Eğitim Sen İzmir 1 Nolu Şube Kadın Sekreteri Gülsev Sağıroğlu, MEB’in onayladığı yeni müfredatın toplumsal cinsiyet eşitsizliklerini pekiştireceğini söyleyerek, iktidarın toplumu kendi ideolojik hedeflerine uygun bir biçimde dizayn etmeye çalıştığını belirtti
İktidara geldiği ilk yıllardan itibaren eğitim politikalarına müdahale eden AKP, adım adım sistemin içini boşaltırken, müfredatı da yapboz tahtasına dönüştürdü. Tartışmaların odağındaki “Türkiye Yüzyılı Maarif Modeli” adlı yeni eğitim müfredatı, veli ve eğitimciler başta olmak üzere toplumun tepkisine rağmen 26 Mayıs’ta onaylandı. Laik, bilimsel, demokratik ve cinsiyet eşitliği temelli eğitimi geri plana iten, “milli ve manevi değerler” çerçevesinde şekillenen müfredat, eğitimciler tarafından “toplumun geleceğine tehdit” olarak değerlendirildi.
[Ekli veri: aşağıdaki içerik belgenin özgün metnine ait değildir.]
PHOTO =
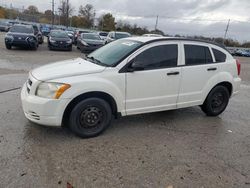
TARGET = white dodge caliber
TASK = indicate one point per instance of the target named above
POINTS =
(131, 76)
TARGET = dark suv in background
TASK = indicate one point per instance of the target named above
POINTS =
(21, 36)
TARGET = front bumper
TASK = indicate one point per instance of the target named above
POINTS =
(43, 111)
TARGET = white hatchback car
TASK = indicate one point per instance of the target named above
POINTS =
(131, 76)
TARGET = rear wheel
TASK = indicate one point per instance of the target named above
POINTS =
(90, 117)
(216, 102)
(8, 46)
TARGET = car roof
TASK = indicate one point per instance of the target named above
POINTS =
(156, 39)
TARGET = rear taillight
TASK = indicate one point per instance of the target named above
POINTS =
(238, 66)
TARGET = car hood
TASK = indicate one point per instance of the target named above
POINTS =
(67, 68)
(89, 41)
(20, 34)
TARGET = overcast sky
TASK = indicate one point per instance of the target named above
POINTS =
(186, 17)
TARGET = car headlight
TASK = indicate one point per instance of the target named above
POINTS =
(51, 90)
(69, 41)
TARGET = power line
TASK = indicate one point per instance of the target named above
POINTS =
(52, 14)
(156, 23)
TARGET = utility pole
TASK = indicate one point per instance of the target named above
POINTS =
(226, 29)
(156, 23)
(53, 13)
(67, 16)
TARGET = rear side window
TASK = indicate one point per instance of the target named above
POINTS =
(197, 55)
(159, 57)
(219, 56)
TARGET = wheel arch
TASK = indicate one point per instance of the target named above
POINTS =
(226, 84)
(94, 94)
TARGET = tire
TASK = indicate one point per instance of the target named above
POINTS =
(90, 117)
(35, 47)
(8, 46)
(216, 101)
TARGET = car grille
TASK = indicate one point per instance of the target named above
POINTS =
(29, 84)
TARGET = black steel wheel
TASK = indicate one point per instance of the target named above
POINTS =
(90, 117)
(216, 101)
(8, 46)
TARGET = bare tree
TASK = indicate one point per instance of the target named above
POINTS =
(87, 14)
(65, 10)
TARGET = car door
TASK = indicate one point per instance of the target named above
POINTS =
(199, 68)
(152, 84)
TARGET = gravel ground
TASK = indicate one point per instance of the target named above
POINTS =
(180, 148)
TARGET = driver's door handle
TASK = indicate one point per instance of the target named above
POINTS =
(173, 73)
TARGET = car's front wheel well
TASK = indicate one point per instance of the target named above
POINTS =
(108, 98)
(227, 85)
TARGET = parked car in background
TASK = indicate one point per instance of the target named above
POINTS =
(4, 26)
(78, 34)
(131, 76)
(152, 35)
(21, 36)
(103, 35)
(89, 42)
(113, 35)
(59, 40)
(241, 52)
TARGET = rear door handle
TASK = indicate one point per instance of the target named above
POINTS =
(212, 69)
(173, 73)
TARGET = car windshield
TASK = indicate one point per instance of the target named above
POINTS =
(91, 36)
(59, 34)
(121, 35)
(21, 29)
(114, 52)
(35, 28)
(103, 34)
(3, 23)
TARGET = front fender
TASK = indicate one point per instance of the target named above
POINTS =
(215, 80)
(114, 88)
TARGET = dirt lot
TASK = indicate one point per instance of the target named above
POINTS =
(181, 148)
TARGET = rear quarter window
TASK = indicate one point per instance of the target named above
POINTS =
(220, 57)
(197, 55)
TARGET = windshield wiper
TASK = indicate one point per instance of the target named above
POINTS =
(96, 61)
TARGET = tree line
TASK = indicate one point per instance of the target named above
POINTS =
(86, 18)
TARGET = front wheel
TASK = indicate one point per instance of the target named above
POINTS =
(216, 102)
(90, 117)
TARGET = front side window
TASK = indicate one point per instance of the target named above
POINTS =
(112, 53)
(157, 57)
(197, 55)
(219, 56)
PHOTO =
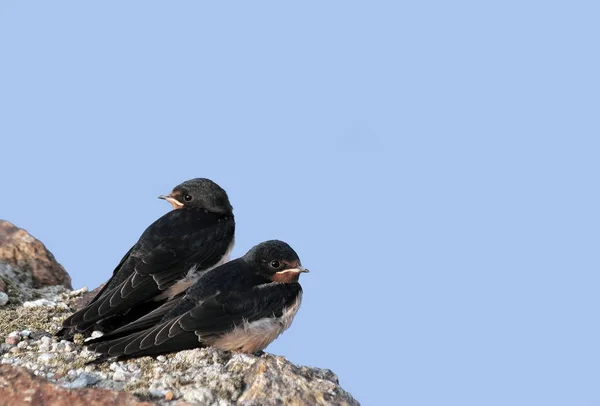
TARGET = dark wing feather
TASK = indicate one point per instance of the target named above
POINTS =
(144, 322)
(177, 241)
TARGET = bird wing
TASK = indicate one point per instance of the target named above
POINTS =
(167, 250)
(208, 319)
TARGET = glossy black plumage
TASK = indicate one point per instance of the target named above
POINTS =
(182, 243)
(226, 303)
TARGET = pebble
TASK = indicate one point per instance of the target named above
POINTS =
(81, 381)
(78, 292)
(3, 298)
(12, 339)
(46, 340)
(40, 303)
(120, 376)
(46, 357)
(58, 347)
(96, 334)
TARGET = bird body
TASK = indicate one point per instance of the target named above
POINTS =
(239, 306)
(168, 258)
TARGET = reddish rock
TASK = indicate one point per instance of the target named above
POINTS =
(26, 254)
(20, 387)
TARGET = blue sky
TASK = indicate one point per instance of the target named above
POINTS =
(434, 164)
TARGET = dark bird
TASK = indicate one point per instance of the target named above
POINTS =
(167, 259)
(240, 306)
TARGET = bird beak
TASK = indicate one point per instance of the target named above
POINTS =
(174, 202)
(302, 269)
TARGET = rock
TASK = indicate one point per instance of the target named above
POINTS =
(27, 260)
(289, 384)
(39, 303)
(20, 387)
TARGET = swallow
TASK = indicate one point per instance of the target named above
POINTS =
(170, 255)
(240, 306)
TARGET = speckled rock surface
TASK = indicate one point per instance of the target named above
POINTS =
(20, 387)
(36, 366)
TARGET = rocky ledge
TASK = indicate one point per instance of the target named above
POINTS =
(36, 369)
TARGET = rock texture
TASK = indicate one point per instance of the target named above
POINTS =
(36, 369)
(25, 263)
(20, 387)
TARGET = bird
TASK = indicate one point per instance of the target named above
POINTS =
(170, 255)
(240, 306)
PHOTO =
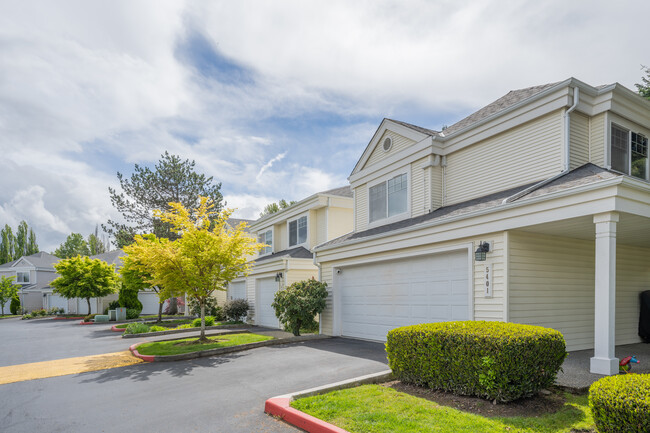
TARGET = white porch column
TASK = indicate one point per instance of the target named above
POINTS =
(604, 360)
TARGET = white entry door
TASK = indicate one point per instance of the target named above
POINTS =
(266, 288)
(378, 297)
(237, 290)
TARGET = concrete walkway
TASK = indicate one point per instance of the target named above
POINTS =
(576, 373)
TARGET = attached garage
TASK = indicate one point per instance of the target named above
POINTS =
(237, 290)
(266, 289)
(379, 296)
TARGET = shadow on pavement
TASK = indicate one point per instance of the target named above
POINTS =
(144, 371)
(369, 350)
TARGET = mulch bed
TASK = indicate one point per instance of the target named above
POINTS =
(539, 405)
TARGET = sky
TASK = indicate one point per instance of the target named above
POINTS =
(273, 99)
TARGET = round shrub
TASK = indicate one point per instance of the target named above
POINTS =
(621, 403)
(14, 307)
(493, 360)
(236, 309)
(209, 321)
(136, 328)
(297, 305)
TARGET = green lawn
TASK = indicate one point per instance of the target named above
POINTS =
(378, 409)
(173, 348)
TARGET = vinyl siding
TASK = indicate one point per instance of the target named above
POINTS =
(339, 222)
(552, 285)
(419, 187)
(525, 154)
(378, 154)
(597, 140)
(483, 308)
(361, 207)
(579, 140)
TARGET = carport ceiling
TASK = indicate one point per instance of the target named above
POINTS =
(631, 229)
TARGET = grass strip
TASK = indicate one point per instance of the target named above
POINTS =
(174, 348)
(378, 409)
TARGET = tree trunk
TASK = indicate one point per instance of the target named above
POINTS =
(202, 338)
(173, 305)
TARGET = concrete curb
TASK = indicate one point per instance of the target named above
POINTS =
(221, 350)
(180, 331)
(280, 406)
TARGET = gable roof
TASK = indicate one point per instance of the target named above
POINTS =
(38, 260)
(586, 174)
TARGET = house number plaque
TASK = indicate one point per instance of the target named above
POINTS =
(488, 281)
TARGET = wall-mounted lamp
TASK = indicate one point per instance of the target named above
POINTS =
(481, 252)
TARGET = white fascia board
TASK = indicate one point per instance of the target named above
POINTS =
(395, 127)
(584, 200)
(394, 162)
(312, 202)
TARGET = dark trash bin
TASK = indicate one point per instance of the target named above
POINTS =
(644, 317)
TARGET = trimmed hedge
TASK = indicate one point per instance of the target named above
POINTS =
(493, 360)
(621, 403)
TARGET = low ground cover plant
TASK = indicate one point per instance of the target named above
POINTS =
(492, 360)
(187, 345)
(621, 403)
(381, 409)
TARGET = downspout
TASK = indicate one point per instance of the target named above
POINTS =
(567, 152)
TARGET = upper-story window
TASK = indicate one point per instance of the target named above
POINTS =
(266, 238)
(629, 152)
(22, 277)
(388, 198)
(298, 231)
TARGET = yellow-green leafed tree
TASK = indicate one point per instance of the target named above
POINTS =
(206, 257)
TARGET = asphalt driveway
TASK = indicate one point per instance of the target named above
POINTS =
(222, 394)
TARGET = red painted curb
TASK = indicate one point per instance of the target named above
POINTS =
(146, 358)
(280, 407)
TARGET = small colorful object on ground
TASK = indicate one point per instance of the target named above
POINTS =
(625, 366)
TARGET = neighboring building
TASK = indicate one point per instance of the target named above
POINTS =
(290, 235)
(33, 273)
(554, 178)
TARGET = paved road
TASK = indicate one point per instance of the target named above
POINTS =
(218, 394)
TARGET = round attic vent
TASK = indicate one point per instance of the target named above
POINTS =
(388, 143)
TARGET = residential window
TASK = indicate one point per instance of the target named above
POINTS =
(629, 152)
(22, 277)
(266, 238)
(298, 231)
(388, 198)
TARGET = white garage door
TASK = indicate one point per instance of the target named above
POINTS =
(237, 290)
(266, 288)
(378, 297)
(149, 302)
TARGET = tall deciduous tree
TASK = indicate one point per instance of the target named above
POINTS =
(172, 180)
(206, 256)
(8, 290)
(276, 207)
(644, 87)
(82, 277)
(74, 245)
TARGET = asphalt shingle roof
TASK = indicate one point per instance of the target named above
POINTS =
(586, 174)
(294, 253)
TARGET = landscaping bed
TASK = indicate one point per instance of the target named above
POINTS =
(398, 407)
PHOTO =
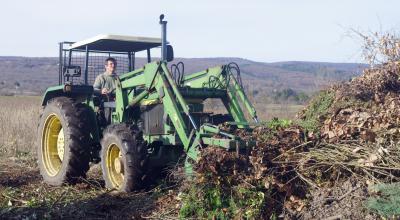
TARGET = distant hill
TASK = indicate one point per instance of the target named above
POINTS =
(35, 74)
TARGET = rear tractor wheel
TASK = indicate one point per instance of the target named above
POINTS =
(64, 141)
(123, 158)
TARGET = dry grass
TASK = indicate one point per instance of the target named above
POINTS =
(18, 122)
(19, 117)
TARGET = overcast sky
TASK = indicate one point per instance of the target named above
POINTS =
(261, 30)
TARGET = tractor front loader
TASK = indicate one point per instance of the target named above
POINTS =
(156, 113)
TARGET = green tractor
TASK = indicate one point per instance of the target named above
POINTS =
(154, 117)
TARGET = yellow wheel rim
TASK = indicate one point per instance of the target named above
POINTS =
(115, 166)
(53, 145)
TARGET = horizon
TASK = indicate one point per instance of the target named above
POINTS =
(274, 62)
(263, 31)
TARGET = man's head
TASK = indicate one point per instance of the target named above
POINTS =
(110, 65)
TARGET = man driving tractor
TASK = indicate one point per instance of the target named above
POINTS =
(105, 83)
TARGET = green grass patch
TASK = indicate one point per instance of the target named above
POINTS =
(209, 201)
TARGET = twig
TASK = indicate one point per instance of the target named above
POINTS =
(306, 180)
(334, 217)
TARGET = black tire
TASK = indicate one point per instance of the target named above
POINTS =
(74, 119)
(133, 158)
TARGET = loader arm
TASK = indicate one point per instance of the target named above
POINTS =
(222, 77)
(156, 83)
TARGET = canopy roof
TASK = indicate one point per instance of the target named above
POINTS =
(117, 43)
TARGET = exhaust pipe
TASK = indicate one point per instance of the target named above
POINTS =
(163, 38)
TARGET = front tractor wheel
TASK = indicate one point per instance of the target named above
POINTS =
(64, 138)
(123, 158)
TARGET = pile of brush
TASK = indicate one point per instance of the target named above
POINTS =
(351, 130)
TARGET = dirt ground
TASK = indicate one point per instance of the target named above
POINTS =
(23, 195)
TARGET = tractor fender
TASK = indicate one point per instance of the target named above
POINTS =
(79, 92)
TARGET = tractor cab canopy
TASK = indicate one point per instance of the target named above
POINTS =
(80, 62)
(117, 43)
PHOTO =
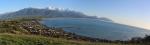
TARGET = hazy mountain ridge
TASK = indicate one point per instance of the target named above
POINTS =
(49, 13)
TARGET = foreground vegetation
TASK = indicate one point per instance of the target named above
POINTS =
(17, 39)
(30, 32)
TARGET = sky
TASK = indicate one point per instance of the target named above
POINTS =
(129, 12)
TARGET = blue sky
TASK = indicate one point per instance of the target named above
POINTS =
(130, 12)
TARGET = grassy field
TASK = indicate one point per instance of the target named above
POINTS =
(16, 39)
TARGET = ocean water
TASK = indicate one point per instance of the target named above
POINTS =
(96, 28)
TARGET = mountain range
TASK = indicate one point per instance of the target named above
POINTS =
(49, 13)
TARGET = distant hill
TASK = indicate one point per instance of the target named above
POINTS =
(49, 13)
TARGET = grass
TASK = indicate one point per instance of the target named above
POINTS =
(16, 39)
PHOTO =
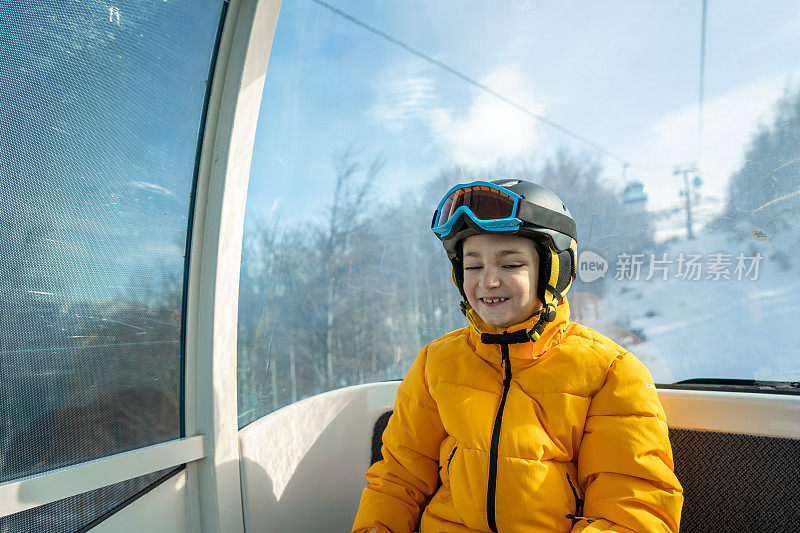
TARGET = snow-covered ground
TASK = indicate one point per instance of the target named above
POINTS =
(688, 328)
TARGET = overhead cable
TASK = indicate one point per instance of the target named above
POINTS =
(467, 79)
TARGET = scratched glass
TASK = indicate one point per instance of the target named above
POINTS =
(686, 208)
(100, 112)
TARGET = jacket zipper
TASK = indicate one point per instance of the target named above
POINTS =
(492, 488)
(449, 459)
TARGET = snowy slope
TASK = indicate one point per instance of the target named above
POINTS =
(712, 327)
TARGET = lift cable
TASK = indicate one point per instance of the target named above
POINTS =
(469, 80)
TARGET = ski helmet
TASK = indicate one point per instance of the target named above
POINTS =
(512, 207)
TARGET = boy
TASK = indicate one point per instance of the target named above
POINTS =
(523, 421)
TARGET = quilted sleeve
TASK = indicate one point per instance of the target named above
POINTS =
(625, 466)
(399, 486)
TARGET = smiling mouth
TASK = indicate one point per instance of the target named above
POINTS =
(493, 301)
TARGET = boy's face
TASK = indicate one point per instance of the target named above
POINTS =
(500, 278)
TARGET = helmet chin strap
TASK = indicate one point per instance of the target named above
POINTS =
(546, 315)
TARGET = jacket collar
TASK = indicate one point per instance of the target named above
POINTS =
(552, 335)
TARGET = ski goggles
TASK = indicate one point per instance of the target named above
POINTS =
(494, 209)
(490, 206)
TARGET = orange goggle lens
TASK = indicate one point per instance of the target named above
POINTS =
(486, 203)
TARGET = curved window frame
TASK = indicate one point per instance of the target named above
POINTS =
(208, 393)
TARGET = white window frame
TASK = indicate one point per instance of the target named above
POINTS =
(211, 450)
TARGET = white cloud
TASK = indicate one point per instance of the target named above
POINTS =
(486, 131)
(403, 98)
(489, 130)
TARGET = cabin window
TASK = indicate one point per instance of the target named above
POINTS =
(686, 206)
(100, 113)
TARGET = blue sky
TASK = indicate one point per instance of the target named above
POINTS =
(623, 74)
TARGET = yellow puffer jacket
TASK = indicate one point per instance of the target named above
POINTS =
(580, 443)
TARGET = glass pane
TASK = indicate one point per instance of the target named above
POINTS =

Cinsiyete dayalı ayrımcılığı derinleştiren içerik ve müdahalelerin özellikle kız çocuklarını nasıl etkilediği, geleceği için ne gibi tehlikeler barındırdığına dair Eğitim ve Bilim Emekçileri Sendikası (Eğitim Sen) İzmir 1 Nolu Şube Kadın Sekreteri Gülsev Sağıroğlu, Mezopotamya Ajansı’ndan (MA) Semra Turan’a değerlendirmelerde bulundu
Sürekli değişen eğitim sistemi
AKP’nin 2002 yılında iktidara gelmesiyle birlikte pek çok alanda olduğu gibi eğitimde de köklü değişimler yaşandığını belirten Sağıroğlu, “reform” adı altında yapılan bu değişikliklerin ülkeyi sürekli kötüye götürdüğünü söyledi. İlk köklü değişikliğin 2006-2007 yıllarında yaşandığını kaydeden Sağıroğlu, 2017-2018 yıllarından itibaren bütün programların tekrar değiştirildiğini ifade etti.
‘İtaatkar kız çocukları yetiştirmek için’
Toplumu kendi ideolojik hedeflerine uygun bir biçimde dizayn etmeye çalışan iktidarın, Diyanet İşleri Başkanlığı, tarikat ve cemaat işbirliğini sürdürdüğünü dile getiren Sağıroğlu, “Laik, bilimsel ve kamusal eğitimden giderek uzaklaşılmaktadır. Bu anlayışla, kadını ve kız çocuklarını eğitimden dışlayan, eve kapatan, güçsüzleştiren ve sömüren cinsiyetçi anlayışın okulların içine girmesine izin vererek, bir taraftan çocukları şiddete ve istismara açık hale getirmekte öte taraftan yeni müfredat düzenlemeleriyle sorgulamayan itaatkar kız çocukları yetiştirmeyi amaçlanmaktadır” ifadelerini kullandı.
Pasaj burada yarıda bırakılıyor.